The backstory is that back in 2019, NASA put out a call to the private space industry for a new spacecraft design capable of returning the first astronauts to the lunar surface since 1972.

After several rounds, SpaceX was awarded a $2.9 billion contract in April — prompting protests and a lawsuit against NASA by Blue Origin.

NASA's hands were tied with extremely limited funding from Congress and ended up choosing the lowest bidder. Blue Origin however chose a different negotiation tactic, pitching its Blue Moon lander for almost twice as much: $5.9 billion.

In the documents obtained by The Verge, NASA argued in May that Blue Origin was acting in bad faith and chose to come in at a much higher bid with the expectation of NASA negotiating them down.

Blue Origin was convinced that NASA would have enough money from Congress to cover its steep asking price — but that couldn't have been further from the truth, with lawmakers putting NASA's project to return to the Moon under restrictive financial constraints.

The Bezos-led company argued that it should've changed the terms of the contract once it was clear Congress was only going to give it a fraction of what it requested, according to The Verge.

NASA wasn't convinced at all by that argument, calling the space company out for making a bet that "it lost" in the documents.

"Realizing now that it gambled and lost, Blue Origin seeks to use GAO’s procurement oversight function to improperly compel NASA to suffer the consequences of Blue Origin’s ill-conceived choices," the space agency's attorney wrote in a May report, as quoted by The Verge.

Even Bezos sweetening the deal with a $2 billion discount in July didn't sway NASA's leadership.

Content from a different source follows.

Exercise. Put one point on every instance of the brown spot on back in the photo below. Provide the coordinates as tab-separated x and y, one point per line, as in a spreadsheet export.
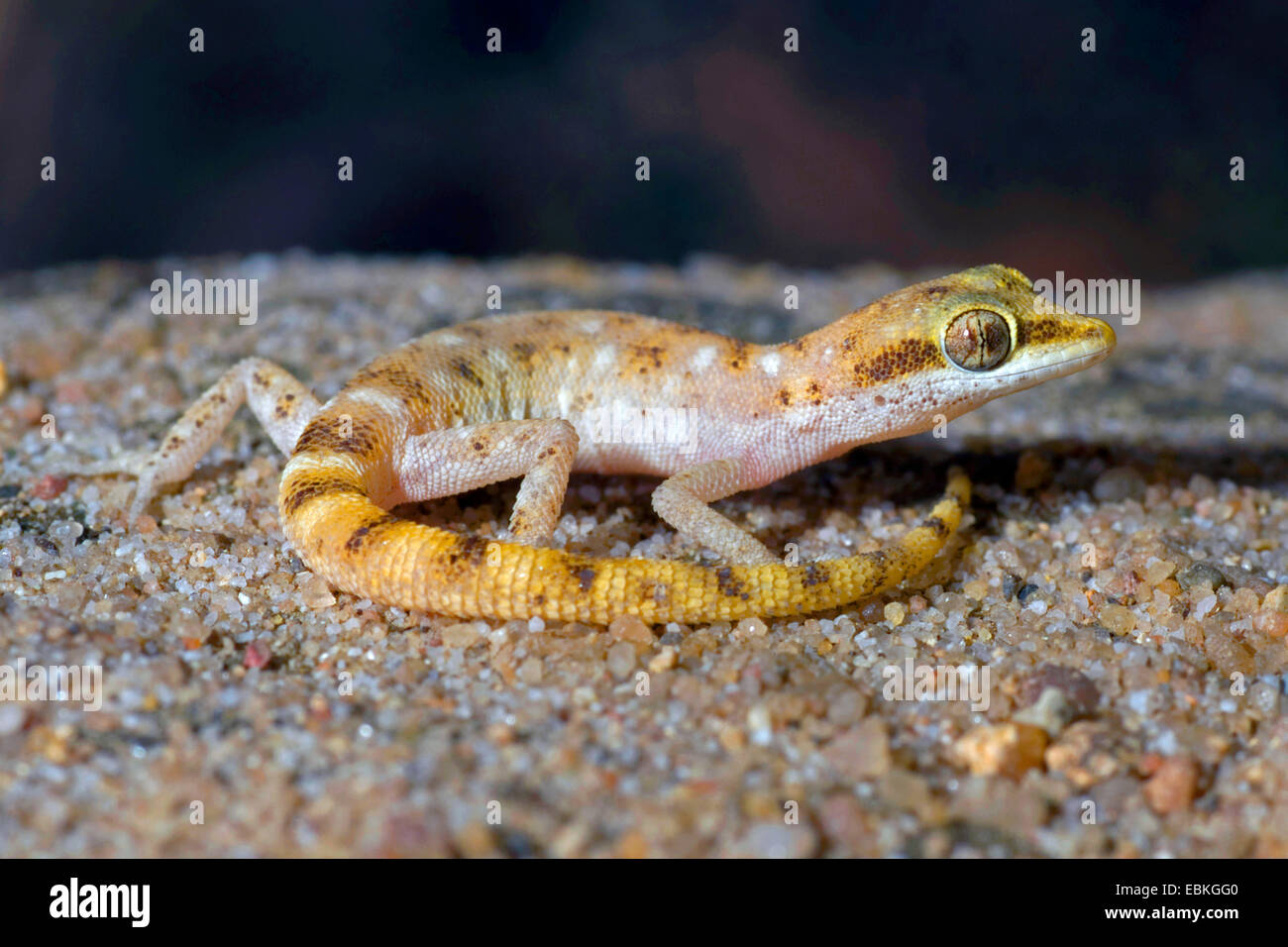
312	488
359	536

Blue Origin also tried to argue that SpaceX wasn't implementing proper safety reviews ahead of each rocket launch during Starship prototype testing. SpaceX CEO Elon Musk dismissed the argument arguing in a tweet last week that "we always do flight readiness reviews! This argument makes no sense."

So where does all of this leave NASA's Artemis program? Blue Origin's lawsuit has already been a huge setback for the agency's ambitious plans.

Now, either the court finds that NASA gave SpaceX unfair treatment or that Blue Origin's protests are null — two possibilities with drastically different outcomes.

And the stakes are higher than ever. SpaceX and NASA could soon resume meaningful progress on the Starship launch vehicle — or the entire contract could have to be redone in its entirety, which could represent a huge blow for the agency's efforts to return astronauts to the Moon.

READ MORE: Blue Origin ‘gambled’ with its Moon lander pricing, NASA says in legal documents [The Verge]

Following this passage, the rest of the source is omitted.